All the Pleasures of the World might be mistaken for a sunny album title if the irony wasn’t so immediately apparent. If Crayon Fields were fist-pumping hedonists, drinking deep and smashing vases as they ate goat’s cheese and enjoyed sex with multiple partners on marble-tiled balconies—then we might believe the title expressed some deeply-held ethos of animalistic indulgence. But for a band like the Crayon Fields, who catalogue the many pitfalls, intoxications and woes of love for the modern, mortal, civilised gentleman, such “pleasures” are often stymied, out of reach or merely utopian.

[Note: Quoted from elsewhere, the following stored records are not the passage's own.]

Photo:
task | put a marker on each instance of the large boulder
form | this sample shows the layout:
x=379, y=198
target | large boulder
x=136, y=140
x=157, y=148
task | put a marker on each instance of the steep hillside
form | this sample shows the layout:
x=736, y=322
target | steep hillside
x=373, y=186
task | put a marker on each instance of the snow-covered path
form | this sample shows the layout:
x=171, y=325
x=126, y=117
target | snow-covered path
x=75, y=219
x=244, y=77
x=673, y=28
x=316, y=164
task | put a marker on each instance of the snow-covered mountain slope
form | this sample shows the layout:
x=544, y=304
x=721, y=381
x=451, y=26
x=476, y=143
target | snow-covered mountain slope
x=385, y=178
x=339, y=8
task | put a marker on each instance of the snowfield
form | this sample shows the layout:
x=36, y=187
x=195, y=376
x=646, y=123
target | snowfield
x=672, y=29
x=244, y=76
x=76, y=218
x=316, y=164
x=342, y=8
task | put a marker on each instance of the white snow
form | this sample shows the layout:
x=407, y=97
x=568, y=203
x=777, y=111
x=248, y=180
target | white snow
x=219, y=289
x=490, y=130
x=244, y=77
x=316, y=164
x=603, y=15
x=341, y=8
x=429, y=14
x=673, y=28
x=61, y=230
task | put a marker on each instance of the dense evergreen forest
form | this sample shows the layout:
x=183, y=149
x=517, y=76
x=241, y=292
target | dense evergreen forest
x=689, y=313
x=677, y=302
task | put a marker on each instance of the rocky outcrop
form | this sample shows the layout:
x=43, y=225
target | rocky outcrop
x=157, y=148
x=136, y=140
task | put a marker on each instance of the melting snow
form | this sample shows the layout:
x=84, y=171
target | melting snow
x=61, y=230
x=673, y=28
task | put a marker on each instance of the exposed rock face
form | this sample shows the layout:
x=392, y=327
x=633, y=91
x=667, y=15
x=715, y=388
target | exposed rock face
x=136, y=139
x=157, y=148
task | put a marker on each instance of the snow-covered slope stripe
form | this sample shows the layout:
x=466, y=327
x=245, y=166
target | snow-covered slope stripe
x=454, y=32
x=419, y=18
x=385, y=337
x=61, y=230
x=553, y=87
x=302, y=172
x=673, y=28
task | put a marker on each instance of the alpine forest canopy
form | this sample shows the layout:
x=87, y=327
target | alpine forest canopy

Versions of these pleasures come briefly, singularly and memorably. They can sometimes be glimpsed—elsewhere, once, later, before, not now—and All the Pleasures of the World is a record of someone’s constant striving after those potent moments: the lure of love and its pleasures is strong enough to pull all of these songs into its orbit. It’s an album full of winsome longing, the wish to regain the innocence of experiencing something remarkable, before the events that followed, before the bitter fallout overpowers the sweet instant. “I still want impossible things,” Geoff O’Connor sings here—things like experiencing something again, for the first time.

The stings and hurt of unrequited feelings certainly run deep, but the lasting impression of Pleasures is one of bittersweet restlessness and frustration; so much that is so good (“pleasures”) is within reach, but it is mostly pushed away by our actions or by those that we, unfortunately, love. And yet we persist, failing, hoping, overcoming—O’Connor longs for someone to rescue him: “take me where the light isn’t cruel”. That the underside of love is never ignored by Crayon Fields—the wry humour of “Disappear” suggests the happy illusions of rose-tinted glasses and delayed realisations of honeymoon periods—is what makes them a band worth returning to, a band worth spending time with.

Thankfully, Pleasures makes that an easy thing to do. It rewards attention. Unlike many pop bands that get stuck in merely aping certain sounds and eras with a few perfunctory words on top, there’s a genuine depth here in both the reflections on life and the sounds that travel with them. The album builds upon the songs captured on their first album, Animal Bells. Where the indie-pop sound there felt sketchy and a little hesitant at times, Pleasures finds the band much more ambitious and confident.

There are influences here that expand the range from the original canon of twee-pop-approved acts heard in the production of Animal Bells. The bold, distinctive rhythms of blue-eyed soul, R&B, calypso, flamenco and even disco give the songs a muscular centre. Around this swirl a variety of string and synth arrangements, spot-on guitar hooks and idiosyncratic flourishes (wooden blocks, layered harmonies). The guitars sometimes strum and jangle, but often they’re locked into the rhythm, accentuating and syncopating the beat (see the excellent “Mirrorball”). It’s a sound at once halting and graceful, providing blends of comforting tones from practically every post-WWII genre of popular guitar music.

The many names that one could invoke as inspirations are less important than the way the Crayon Fields now craft their material into wonderful pop songs. The awareness of traditions is never so reverent as to stop them crossbreeding—to wilfully pleasurable ends. With the album clocking in at a shade over thirty minutes, Pleasures is expertly honed by a band that knows how to be economical and concise. It’s easily one of the best albums of this year.